Spero Therapeutics will support the remainder of the studies needed to bring the drug to market, including a planned pivotal Phase 3 clinical trial to treat complicated urinary tract infections. Spero also will spearhead all regulatory activities needed to seek U.S. Food and Drug Administration approval of SPR994.
“Antibiotic resistance is a growing threat to our national health security as well as to global health,” explained BARDA Director Rick Bright, Ph.D. “This project brings together partners with unique expertise to focus on a common goal: protecting health on a daily basis and saving lives in an attack involving some of the most serious biological threats our country faces.”
If the development work is successful, SPR994, a small molecule drug, may become the first oral antibiotic in a class of drugs known as carbapenem antibiotics. Early studies of SPR994 showed promise in treating all five biodefense pathogens as well as life-threatening Gram-negative bacteria, such as complicated urinary tract infections, resistant to antibiotics.
According to a 2013 Centers for Disease Control and Prevention report on antibiotic resistance, at least 2 million people each year in the United States become infected with bacteria that are resistant to antibiotics and at least 23,000 people die as a direct result of these infections, costing the healthcare system $35 billion annually.
If successful, this therapy also would increase treatment options for patients with Gram-negative infections, potentially reducing the cost and complications associated with extended hospital stays. The availability of an oral drug would improve the U.S. government’s response to a public health emergency since a large number of patients could be treated in outpatient settings, such as clinics, avoiding the need to administer drugs intravenously in a hospital.

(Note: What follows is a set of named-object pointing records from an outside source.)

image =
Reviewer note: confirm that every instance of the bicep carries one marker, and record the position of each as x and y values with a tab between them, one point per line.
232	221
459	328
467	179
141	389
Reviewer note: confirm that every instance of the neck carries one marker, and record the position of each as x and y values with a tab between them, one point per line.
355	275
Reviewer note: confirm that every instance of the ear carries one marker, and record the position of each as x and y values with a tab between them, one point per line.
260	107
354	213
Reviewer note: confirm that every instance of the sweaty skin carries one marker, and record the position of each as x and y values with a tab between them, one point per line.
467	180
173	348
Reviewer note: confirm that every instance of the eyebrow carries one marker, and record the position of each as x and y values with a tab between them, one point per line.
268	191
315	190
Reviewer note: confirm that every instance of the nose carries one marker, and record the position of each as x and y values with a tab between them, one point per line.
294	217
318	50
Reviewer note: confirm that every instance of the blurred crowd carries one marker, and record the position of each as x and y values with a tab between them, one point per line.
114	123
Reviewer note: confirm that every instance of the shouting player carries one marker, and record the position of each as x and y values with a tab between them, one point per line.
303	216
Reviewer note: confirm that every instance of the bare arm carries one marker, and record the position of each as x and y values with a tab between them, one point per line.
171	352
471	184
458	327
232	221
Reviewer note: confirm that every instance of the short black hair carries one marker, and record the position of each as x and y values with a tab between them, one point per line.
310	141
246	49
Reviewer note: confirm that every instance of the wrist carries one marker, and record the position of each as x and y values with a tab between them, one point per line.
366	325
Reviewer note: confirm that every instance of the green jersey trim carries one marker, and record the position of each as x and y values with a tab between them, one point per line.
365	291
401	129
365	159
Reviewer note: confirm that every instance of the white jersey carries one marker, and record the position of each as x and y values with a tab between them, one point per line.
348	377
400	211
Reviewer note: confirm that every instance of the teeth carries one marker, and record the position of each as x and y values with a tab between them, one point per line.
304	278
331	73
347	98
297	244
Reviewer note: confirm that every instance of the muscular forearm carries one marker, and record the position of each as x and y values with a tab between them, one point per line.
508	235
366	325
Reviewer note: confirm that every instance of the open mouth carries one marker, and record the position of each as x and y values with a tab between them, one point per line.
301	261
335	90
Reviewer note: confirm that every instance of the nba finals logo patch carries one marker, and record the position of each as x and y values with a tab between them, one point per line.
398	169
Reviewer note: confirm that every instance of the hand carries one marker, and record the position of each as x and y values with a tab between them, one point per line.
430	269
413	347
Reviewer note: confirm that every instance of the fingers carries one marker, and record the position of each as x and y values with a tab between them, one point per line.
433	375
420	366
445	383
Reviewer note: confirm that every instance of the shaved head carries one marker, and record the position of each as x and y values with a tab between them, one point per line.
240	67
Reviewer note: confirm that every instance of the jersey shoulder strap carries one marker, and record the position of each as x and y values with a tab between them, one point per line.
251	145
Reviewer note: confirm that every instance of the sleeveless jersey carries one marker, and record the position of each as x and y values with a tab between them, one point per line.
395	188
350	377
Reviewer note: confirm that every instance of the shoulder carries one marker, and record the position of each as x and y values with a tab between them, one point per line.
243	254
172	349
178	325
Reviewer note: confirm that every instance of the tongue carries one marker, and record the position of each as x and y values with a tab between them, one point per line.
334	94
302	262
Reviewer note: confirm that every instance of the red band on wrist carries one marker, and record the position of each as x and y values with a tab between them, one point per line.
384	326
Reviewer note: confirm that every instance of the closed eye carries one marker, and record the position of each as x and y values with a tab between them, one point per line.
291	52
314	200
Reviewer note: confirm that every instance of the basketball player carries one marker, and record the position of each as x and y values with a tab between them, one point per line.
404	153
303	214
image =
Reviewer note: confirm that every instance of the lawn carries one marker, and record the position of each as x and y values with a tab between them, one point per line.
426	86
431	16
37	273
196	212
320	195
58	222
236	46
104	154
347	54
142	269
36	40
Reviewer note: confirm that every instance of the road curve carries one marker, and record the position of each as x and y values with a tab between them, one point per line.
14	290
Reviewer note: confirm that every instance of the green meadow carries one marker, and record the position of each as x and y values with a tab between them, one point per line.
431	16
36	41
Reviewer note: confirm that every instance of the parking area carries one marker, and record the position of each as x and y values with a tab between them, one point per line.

ASPR works daily with other federal agencies, including Department of Defense and the National Institutes of Health (NIH), and private industry to develop medical products needed to minimize the health effects of disasters and other public health emergencies. Typically, potential products for civilian use transition to BARDA for support of the advanced development necessary to support approval or licensure by the FDA after basic research and early clinical trials at DoD or NIH.